Here’s the Theatre Forum statement delivered at yesterday’s Forum:
We are here today because we believe the work of artists enriches all our lives.
Living through Covid has shown how we took the arts and entertainment for granted. In our socially distanced reality where many freedoms are and will be curtailed, imaginative freedom seems more important than ever.
In line with the Strategic Investment Priorities of the National Development Plan 2018–2027 and the Life Worth Living Report, Theatre Forum concurs that investment in the arts is an investment in giving communities the freedom of their imagination.
In their words
“The Taskforce believes that all across Ireland, there are spaces which can, with imagination and a well-funded capital improvement programme, be adapted to allow live performances in a safe environment, adhering to public health guidelines, and enriching life in our towns and villages and cities.”
If artists are to make the art that enriches our lives and our communities, then the sector must heed the evidence and take responsibility for cultivating pay and conditions that allow artists, makers, creative practitioners, and arts workers to support themselves through their art.
We know from Theatre Forum Payscales studies that in 2019, 91% of artists, makers and creative practitioners earned less than the national average earnings for all employees of €40,283. 22% earned less than the national minimum wage of €9.80 per hour.
There is further inequity within the sector with freelance artists and arts workers more likely to have annual earnings below the national minimum wage, largely because they are paid flat fees that do not reflect the hours worked.
The Covid-19 pandemic heightened the precariousness of working in the arts to often intolerable levels with serious impact on many people’s life choices:
In the words of a performing artist working in the sector for four years:
“I cannot live in a city, cannot afford new clothes, bills and, sometimes, groceries. Constant stress on mental health about finances. Cannot afford to start a family, buy a house (or even rent most of them). I’m working 16+ hours a day for less than the minimum wage.”
Covid has pushed precariousness into penury.
The precarity of work in the sector is exacerbated by low pay and poor conditions experienced by some artists as well as the need to take on other work to live.
So in Theatre Forum’s view, the Basic Income for the Arts pilot is essential, not because artists want special treatment, but because work in the arts and entertainment sector is the most precarious of all. It is a welcome initiative mitigates the precarity of irregular, freelance work and the uncertainty that affects all aspects of artist’s lives.

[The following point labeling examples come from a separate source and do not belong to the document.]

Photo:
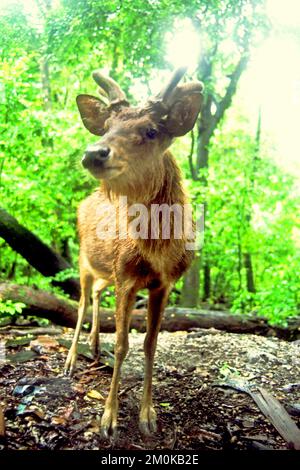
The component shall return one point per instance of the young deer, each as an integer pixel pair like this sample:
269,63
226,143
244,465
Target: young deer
133,161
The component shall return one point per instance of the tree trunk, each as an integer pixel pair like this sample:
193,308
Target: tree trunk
206,282
37,253
249,272
42,304
191,283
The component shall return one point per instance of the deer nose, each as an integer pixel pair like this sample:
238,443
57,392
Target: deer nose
95,156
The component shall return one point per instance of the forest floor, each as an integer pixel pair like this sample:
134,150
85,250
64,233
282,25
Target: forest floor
45,410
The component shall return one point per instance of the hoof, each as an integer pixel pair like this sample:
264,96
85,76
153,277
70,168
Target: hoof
70,364
109,428
147,424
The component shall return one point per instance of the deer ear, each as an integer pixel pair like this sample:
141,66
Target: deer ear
185,107
93,113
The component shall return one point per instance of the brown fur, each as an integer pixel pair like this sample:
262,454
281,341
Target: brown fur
144,171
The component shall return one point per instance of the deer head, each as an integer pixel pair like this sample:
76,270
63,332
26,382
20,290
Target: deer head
135,139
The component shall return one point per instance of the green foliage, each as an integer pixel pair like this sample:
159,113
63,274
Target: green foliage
252,206
8,307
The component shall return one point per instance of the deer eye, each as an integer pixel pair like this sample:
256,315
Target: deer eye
151,133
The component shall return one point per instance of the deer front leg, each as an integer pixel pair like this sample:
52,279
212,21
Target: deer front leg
86,284
98,287
125,300
157,301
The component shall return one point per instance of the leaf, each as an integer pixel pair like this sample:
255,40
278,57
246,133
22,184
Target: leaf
22,356
95,394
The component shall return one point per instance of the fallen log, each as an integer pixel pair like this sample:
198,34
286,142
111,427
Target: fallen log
63,312
39,255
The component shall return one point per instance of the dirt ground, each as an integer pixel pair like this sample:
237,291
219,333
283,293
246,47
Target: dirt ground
45,410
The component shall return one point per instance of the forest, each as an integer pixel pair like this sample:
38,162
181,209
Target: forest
231,161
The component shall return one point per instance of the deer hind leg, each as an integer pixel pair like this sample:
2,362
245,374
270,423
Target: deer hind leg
86,285
98,287
157,302
125,299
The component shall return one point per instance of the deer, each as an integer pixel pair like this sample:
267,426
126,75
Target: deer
131,159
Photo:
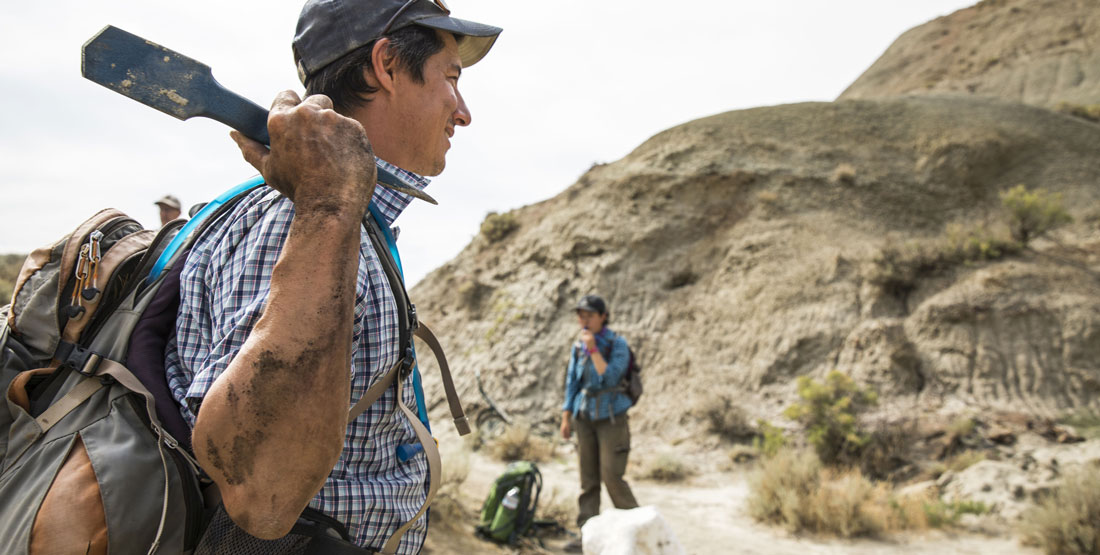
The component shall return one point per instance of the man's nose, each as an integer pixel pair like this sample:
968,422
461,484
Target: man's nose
462,113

If we are to retain talent and experience of artists and arts workers after the pandemic, the sector’s employment framework must be re-engineered to eliminate the double whammy of poor pay for intermittent work and ensure artists enjoy parity of pay and esteem. The Basic Income for the Arts pilot is vital to bring an end to
… the days of “[Working as an artist] meaning an improvised life of penury.”